Alan Ross McWhirter, co-founder of The Guinness Book of Records and a contributor to Record Breakers, is murdered by the Provisional Irish Republican Army (IRA) on November 27, 1975.

McWhirter is the youngest son of William McWhirter, editor of the Sunday Pictorial, and Margaret “Bunty” Williamson. He is born at Winchmore Hill, Middlesex, England on August 12, 1925. Like his two brothers, he is educated at Marlborough College and Trinity College, Oxford. Between 1943 and 1946 he serves as a sub-lieutenant with the Royal Naval Volunteer Reserve on board a minesweeper in the Mediterranean Sea.

Ross and his twin brother Norris become sports journalists in 1950. In 1951, they found an agency to provide facts and figures to Fleet Street, setting out, in Norris McWhirter’s words “to supply facts and figures to newspapers, yearbooks, encyclopaedias and advertisers.” In the same year they publish Get to Your Marks.
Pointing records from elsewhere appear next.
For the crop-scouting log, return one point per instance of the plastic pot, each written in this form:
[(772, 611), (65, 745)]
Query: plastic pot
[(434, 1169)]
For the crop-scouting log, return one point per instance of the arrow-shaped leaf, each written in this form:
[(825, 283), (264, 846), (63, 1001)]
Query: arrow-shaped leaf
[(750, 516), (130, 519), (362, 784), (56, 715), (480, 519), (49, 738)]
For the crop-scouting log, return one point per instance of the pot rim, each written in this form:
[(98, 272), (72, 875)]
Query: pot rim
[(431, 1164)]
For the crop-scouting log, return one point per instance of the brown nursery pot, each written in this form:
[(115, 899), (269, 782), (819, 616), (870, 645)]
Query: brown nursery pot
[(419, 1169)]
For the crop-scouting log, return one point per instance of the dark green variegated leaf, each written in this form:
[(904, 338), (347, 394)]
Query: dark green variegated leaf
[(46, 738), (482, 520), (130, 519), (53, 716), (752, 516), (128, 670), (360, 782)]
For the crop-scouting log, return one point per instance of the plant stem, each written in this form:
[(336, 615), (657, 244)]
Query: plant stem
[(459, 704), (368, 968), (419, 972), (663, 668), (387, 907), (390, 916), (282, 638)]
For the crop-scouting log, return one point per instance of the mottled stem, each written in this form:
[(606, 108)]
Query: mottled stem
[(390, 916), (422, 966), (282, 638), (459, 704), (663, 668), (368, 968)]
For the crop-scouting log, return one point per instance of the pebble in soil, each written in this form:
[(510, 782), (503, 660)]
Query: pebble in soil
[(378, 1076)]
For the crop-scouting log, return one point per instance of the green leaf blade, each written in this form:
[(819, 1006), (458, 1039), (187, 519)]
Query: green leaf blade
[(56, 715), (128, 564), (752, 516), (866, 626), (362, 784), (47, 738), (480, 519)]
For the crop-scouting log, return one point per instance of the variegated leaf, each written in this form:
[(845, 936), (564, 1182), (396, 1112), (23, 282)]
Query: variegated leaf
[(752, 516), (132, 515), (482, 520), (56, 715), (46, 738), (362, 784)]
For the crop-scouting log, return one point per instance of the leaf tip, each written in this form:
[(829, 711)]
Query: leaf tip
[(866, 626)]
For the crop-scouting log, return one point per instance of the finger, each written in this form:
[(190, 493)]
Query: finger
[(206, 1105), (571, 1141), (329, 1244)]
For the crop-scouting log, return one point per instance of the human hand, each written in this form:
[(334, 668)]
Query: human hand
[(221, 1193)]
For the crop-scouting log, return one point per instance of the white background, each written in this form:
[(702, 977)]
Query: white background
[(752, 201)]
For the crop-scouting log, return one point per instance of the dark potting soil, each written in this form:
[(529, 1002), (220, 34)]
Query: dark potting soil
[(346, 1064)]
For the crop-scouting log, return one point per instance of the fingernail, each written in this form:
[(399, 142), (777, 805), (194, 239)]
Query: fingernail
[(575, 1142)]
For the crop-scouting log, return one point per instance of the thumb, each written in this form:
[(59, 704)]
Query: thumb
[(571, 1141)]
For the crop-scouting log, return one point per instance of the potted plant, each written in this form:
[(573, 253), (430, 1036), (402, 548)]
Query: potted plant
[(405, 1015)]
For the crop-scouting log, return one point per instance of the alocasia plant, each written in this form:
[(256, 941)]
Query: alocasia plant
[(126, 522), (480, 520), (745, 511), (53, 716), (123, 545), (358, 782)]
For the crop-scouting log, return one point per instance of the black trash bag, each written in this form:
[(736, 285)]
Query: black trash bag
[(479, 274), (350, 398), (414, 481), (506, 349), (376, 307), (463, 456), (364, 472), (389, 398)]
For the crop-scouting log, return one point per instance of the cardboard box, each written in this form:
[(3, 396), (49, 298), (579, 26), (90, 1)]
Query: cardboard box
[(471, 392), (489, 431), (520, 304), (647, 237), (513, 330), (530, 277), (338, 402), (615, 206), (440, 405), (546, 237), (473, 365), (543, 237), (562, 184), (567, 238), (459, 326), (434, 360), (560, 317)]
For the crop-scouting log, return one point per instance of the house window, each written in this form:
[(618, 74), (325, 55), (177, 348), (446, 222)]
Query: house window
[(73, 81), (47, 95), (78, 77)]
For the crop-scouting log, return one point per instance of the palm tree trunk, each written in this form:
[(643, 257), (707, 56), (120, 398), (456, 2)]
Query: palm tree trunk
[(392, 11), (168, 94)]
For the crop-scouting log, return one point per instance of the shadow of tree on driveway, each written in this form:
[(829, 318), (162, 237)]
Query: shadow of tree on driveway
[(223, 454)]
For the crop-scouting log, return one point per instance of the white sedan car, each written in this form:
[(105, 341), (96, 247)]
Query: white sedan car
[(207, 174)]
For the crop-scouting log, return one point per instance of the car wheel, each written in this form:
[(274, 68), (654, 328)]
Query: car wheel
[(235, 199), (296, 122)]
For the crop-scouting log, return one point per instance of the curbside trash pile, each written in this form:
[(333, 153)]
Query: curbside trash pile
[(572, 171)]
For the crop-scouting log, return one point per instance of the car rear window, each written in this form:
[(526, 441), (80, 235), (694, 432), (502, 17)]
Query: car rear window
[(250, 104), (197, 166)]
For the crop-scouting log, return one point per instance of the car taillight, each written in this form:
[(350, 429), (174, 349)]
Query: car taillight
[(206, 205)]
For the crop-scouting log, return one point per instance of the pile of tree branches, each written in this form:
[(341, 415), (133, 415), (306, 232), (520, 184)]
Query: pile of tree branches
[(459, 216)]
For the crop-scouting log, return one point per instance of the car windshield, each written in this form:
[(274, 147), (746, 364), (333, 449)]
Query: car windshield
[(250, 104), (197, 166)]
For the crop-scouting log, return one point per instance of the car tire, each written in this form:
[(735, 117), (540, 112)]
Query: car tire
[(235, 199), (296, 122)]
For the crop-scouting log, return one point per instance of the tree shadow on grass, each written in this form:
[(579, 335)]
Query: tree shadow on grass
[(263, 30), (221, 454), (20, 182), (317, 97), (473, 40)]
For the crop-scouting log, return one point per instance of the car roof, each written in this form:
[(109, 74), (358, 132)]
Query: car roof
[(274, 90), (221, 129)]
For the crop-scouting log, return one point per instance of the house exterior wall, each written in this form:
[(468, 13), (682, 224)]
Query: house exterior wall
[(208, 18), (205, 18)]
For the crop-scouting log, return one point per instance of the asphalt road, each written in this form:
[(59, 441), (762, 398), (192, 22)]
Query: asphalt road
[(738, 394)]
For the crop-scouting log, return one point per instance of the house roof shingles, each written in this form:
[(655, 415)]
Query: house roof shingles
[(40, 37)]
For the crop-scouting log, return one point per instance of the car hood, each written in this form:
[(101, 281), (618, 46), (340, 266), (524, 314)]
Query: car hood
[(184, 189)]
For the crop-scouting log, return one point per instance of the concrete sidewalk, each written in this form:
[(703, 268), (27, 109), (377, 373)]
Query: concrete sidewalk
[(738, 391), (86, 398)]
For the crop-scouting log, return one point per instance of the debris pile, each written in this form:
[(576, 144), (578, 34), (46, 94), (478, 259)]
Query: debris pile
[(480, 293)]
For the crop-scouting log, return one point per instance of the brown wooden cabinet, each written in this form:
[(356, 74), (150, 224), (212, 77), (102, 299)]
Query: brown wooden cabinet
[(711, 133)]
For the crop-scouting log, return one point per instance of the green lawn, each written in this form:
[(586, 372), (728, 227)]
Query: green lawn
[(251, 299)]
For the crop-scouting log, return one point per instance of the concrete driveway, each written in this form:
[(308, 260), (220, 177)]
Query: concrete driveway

While building up their accounts, they both work as sports journalists. One of the athletes they know and cover is runner Christopher Chataway, an employee at Guinness who recommends them to Hugh Beaver. After an interview in 1954 in which the Guinness directors enjoy testing the twins’ knowledge of records and unusual facts, the brothers agree to start work on the book that becomes The Guinness Book of Records. In August 1955, the first 198-page green volume is at the bookstalls, and in four more months it is the UK’s number one non-fiction best-seller. Both brothers are regulars on the BBC show Record Breakers. They are noted for their encyclopedic memories, enabling them to provide detailed answers to questions from the audience about entries in The Guinness Book of Records. Norris continues on the programme after Ross’s death.

In the early 1960s, McWhirter is a Conservative Party activist and seeks, unsuccessfully, the seat of Edmonton in the 1964 general election. Following his killing, his brother and others found the National Association for Freedom (later The Freedom Association).

McWhirter advocates various restrictions on the freedom of the Irish community in Britain, such as making it compulsory for all of them to register with the local police and to provide signed photographs of themselves when renting flats or booking into hotels and hostels. In addition, he offers a £50,000 reward for information leading to a conviction for several recent high-profile bombings in England that were publicly claimed by the Provisional Irish Republican Army (IRA). In doing so, he recognises that he might then be a target himself. This is considered a “bounty” by the IRA Army Council, a view that leads directly to the events that follow, although the idea is not originally his, but that of John Gouriet.

At 6:45 PM on November 27, 1975, McWhirter is shot and killed by two IRA volunteers, Harry Duggan and Hugh Doherty, both of whom are members of what becomes known as the Balcombe Street Gang, the group for whose capture McWhirter had offered the reward. He is shot with a .357 Magnum revolver at close range in the head and chest outside his home in Village Road, Bush Hill Park. He is taken to Chase Farm Hospital but dies soon after being admitted. His killers are captured and charged with his and nine other murders. They are sentenced to life imprisonment but freed in 1999 under the terms of the Good Friday Agreement.